Elif stuck with Melda, who seemed to know where she was going.

4

The lady Talfa stepped out of the room, hand across her mouth, the sound of cannon and the screaming in her ears.

She saw women sweep down the corridor, hammering at the doors, dragging at each other’s clothes, and baring their teeth, like wolves.

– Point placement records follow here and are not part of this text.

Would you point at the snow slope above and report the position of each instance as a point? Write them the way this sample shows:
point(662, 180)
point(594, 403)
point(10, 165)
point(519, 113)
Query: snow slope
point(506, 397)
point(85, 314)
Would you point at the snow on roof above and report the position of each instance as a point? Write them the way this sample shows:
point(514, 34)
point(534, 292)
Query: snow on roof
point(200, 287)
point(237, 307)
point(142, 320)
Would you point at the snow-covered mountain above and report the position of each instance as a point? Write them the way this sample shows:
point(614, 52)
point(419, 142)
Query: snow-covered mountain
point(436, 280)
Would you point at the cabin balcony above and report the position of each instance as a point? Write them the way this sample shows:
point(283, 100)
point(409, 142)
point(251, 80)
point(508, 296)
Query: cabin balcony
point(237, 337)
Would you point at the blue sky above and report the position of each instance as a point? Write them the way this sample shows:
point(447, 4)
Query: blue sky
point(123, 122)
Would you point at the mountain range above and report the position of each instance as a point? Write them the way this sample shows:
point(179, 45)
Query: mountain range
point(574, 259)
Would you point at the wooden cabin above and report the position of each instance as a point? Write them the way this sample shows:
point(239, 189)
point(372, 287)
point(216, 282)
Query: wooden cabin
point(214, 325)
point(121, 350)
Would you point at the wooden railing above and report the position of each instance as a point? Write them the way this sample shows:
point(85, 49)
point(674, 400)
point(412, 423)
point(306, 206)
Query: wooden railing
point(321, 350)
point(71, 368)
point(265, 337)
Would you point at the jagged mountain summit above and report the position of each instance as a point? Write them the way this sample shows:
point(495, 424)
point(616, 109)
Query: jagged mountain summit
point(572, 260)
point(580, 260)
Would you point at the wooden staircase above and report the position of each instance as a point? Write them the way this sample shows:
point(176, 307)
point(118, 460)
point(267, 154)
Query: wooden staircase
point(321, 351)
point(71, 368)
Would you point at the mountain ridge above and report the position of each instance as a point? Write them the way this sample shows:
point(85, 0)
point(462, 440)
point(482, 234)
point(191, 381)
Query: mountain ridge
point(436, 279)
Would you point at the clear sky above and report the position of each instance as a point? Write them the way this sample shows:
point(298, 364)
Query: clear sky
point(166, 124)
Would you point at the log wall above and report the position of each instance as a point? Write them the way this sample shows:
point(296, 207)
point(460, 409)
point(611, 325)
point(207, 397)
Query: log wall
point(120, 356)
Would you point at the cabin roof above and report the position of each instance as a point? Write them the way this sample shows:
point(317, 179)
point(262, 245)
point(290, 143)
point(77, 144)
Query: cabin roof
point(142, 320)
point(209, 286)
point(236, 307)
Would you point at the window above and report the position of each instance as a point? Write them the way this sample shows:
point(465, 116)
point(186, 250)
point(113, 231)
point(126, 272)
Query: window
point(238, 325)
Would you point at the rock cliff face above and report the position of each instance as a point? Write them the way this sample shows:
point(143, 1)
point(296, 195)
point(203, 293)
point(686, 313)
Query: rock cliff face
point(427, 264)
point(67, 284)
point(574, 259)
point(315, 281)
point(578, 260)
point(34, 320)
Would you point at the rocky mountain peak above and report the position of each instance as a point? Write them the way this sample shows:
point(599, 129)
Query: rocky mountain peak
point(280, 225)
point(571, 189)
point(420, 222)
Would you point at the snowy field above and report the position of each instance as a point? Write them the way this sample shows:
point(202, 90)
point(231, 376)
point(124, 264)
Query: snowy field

A vase wobbled on its stand, between two windows. As the lady Talfa watched, a skirt brushed against the stand. A woman flung back her hand and caught the rim of the vase as it circled. It swung wide and went over with a smack, shivering to pieces on the wooden floor.

Slippered feet trampled over the fragments.

Two girls ran past, hand in hand, laughing. The lady Talfa saw the color in their cheeks, the sparkle in their eyes.

She stepped forward.

“Who are you? Where do you think you’re going?” she hissed.

Elif’s head whipped around. She saw a woman in the doorway. “It’s our turn now, auntie,” Elif spat. She laughed at the shock on the older woman’s face and her pretty blue eyes narrowed. The woman was jowly and pallid and she had lost her waist.

Elif cupped her hands beneath her breasts. “We’re the pretty girls.”

She saw the look of hesitation on Talfa’s face, and her glance shifted over Talfa’s shoulder. “What’s this room, Melda? What’s in here?” she said, tugging at her friend’s hand.

But the other girl drew back impatiently. “I know where to go, Elif. Don’t waste time.”

Elif shrugged. “All right, you lead.” As she sped off she half turned her head: “Better get packing, auntie!”

Talfa blinked. She had seen the carriages drawn up in the courtyard, and the women stuffing the sultan’s treasures into little bags. It was all they had, whatever they could carry off.

But they could have been allowed to leave the harem in peace, with dignity.

It was a serious blunder for which Ibou, the chief black eunuch, should be made to pay.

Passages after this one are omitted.